Between 2014 and 2017, T&T’s average exports and imports with the African continent were $1.4 billion and $7.5 billion respectively, resulting in a trade deficit of $6.1 billion. The top export markets in 2017 were Morocco, Senegal, Liberia, Ghana and South Africa, while the top import partners were Gabon, the Democratic Republic of Congo, Congo, South Africa and Morocco.
The figures were revealed by Trade Minister Paula Gopee-Scoon when she spoke at the Emancipation Support Committee’s 18th Annual Trans-Atlantic Trade and Investment Symposium at the Hyatt Regency in Port-of-Spain on Tuesday. She said for January to May 2017, the largest export product to Africa was ammonia, while the largest import was crude petroleum.
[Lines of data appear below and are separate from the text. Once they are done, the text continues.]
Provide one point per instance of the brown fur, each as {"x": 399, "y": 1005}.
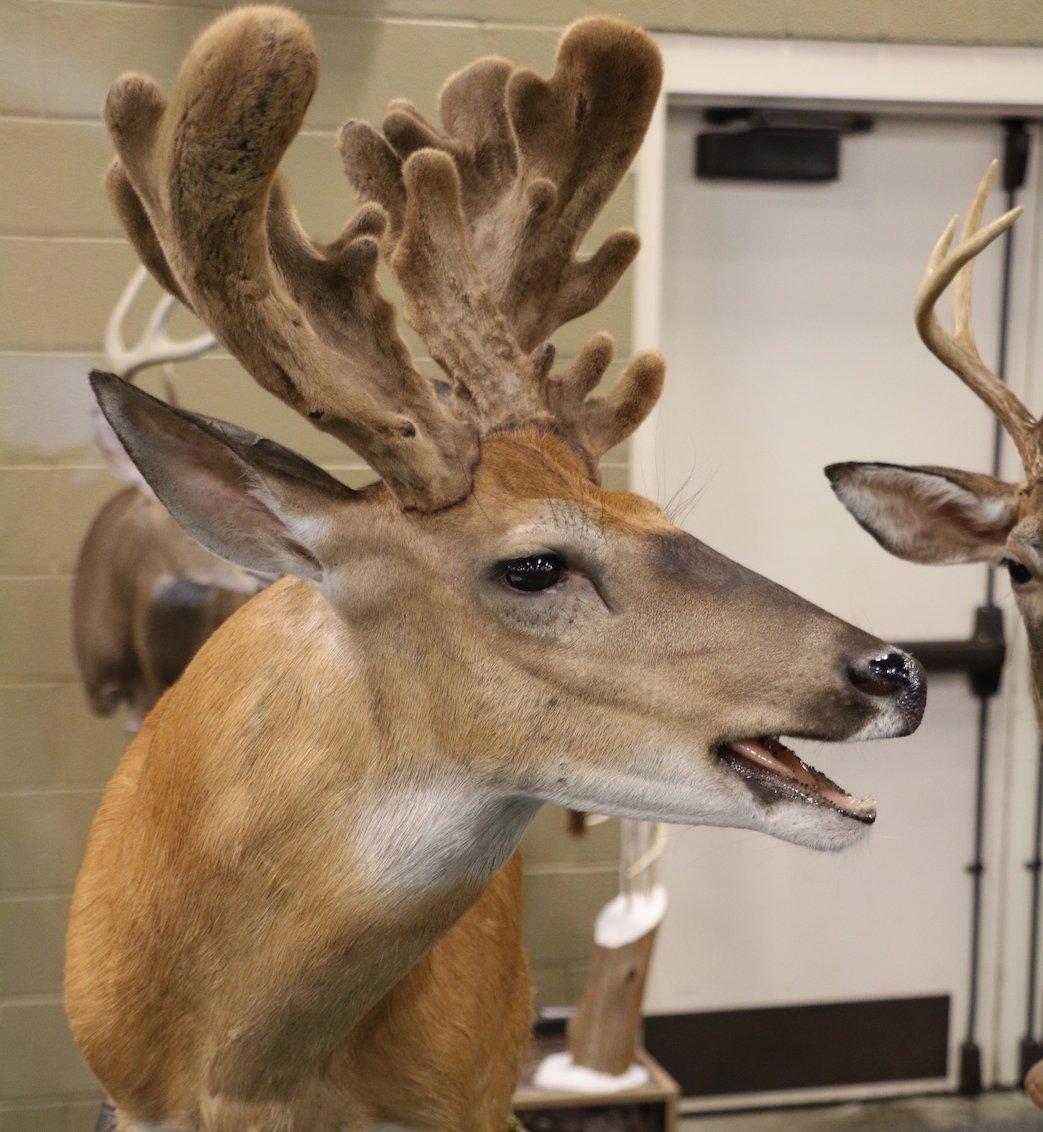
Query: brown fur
{"x": 145, "y": 597}
{"x": 299, "y": 907}
{"x": 232, "y": 959}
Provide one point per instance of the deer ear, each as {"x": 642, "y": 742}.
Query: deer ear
{"x": 245, "y": 498}
{"x": 935, "y": 515}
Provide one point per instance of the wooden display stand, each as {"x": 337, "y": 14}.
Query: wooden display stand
{"x": 650, "y": 1107}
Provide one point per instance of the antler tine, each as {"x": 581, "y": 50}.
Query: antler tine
{"x": 958, "y": 350}
{"x": 155, "y": 346}
{"x": 535, "y": 163}
{"x": 198, "y": 190}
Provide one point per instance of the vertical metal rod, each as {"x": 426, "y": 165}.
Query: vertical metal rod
{"x": 1034, "y": 867}
{"x": 971, "y": 1057}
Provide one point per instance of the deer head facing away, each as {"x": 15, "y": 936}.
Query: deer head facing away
{"x": 553, "y": 639}
{"x": 941, "y": 515}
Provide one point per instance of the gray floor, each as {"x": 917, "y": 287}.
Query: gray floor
{"x": 998, "y": 1112}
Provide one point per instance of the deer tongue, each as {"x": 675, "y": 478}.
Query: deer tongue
{"x": 780, "y": 761}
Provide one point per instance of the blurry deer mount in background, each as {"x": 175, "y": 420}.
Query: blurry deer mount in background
{"x": 145, "y": 594}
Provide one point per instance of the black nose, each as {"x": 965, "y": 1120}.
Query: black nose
{"x": 889, "y": 675}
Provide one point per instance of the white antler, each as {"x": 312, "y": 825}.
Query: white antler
{"x": 957, "y": 349}
{"x": 155, "y": 346}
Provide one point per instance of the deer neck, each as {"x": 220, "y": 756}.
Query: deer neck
{"x": 359, "y": 838}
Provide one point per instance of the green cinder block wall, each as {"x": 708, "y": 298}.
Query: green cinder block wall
{"x": 62, "y": 263}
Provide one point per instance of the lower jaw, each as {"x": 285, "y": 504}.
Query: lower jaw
{"x": 775, "y": 774}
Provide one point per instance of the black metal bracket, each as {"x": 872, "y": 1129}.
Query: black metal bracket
{"x": 981, "y": 655}
{"x": 771, "y": 144}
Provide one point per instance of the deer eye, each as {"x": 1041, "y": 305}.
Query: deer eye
{"x": 1018, "y": 573}
{"x": 532, "y": 573}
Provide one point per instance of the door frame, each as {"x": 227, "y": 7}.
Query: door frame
{"x": 923, "y": 80}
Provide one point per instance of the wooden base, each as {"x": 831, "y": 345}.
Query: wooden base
{"x": 606, "y": 1027}
{"x": 651, "y": 1107}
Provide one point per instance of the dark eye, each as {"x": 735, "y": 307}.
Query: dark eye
{"x": 1018, "y": 574}
{"x": 537, "y": 572}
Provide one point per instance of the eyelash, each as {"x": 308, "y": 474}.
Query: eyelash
{"x": 532, "y": 573}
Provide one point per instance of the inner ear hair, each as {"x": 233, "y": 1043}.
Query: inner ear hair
{"x": 928, "y": 514}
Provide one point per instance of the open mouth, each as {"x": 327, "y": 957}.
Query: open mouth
{"x": 769, "y": 765}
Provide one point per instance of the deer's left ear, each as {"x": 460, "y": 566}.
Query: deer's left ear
{"x": 937, "y": 515}
{"x": 246, "y": 498}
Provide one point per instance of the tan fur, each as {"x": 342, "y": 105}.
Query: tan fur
{"x": 914, "y": 512}
{"x": 299, "y": 906}
{"x": 236, "y": 959}
{"x": 145, "y": 597}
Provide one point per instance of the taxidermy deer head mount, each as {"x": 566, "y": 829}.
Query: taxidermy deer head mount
{"x": 579, "y": 645}
{"x": 322, "y": 808}
{"x": 941, "y": 515}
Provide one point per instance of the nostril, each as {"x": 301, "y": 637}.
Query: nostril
{"x": 882, "y": 676}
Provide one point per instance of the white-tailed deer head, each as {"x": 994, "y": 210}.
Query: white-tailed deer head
{"x": 941, "y": 515}
{"x": 352, "y": 756}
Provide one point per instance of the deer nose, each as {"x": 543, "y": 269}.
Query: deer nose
{"x": 895, "y": 678}
{"x": 889, "y": 675}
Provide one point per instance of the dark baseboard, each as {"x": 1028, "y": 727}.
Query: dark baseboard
{"x": 774, "y": 1048}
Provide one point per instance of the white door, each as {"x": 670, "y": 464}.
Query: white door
{"x": 787, "y": 327}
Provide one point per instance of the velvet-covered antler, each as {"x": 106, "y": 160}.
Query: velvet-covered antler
{"x": 480, "y": 231}
{"x": 197, "y": 188}
{"x": 536, "y": 162}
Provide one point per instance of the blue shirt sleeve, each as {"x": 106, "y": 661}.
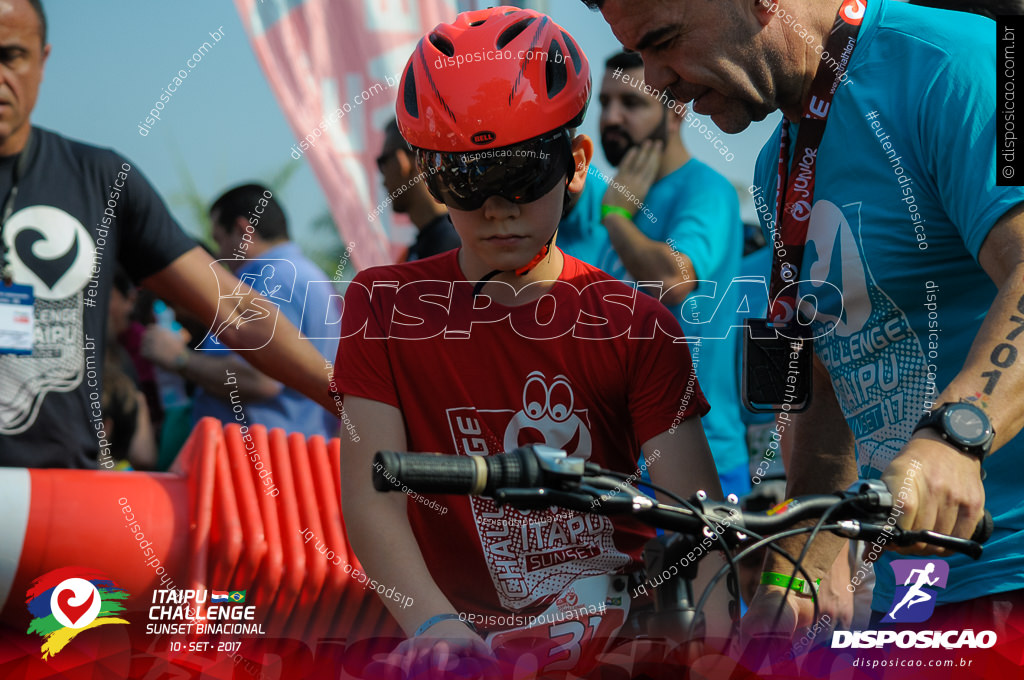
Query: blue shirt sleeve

“Therefore energy and downstream energy products form the economic backbone of Trinidad and Tobago-Africa relations. One of the more significant bilateral advances in recent times is the strengthening of mutually beneficial economic relationships between Trinidad and Tobago and a number of African countries, and the formal establishment of relations with the AU thereby giving Trinidad and Tobago observer status to the African Union,” Gopee-Scoon said.
She said the impetus for such strengthened engagement occurred when former Prime Minister Patrick Manning became the first Caricom political leader to address a Summit of the African Union in January 2007.
“That commitment to strengthening diaspora ties was evident many years earlier when in 2004, the first African Union/African Diaspora Technical Workshop was held in this country. The Emancipation Support Committee also played a key role in bringing that workshop to fruition,” the minister said.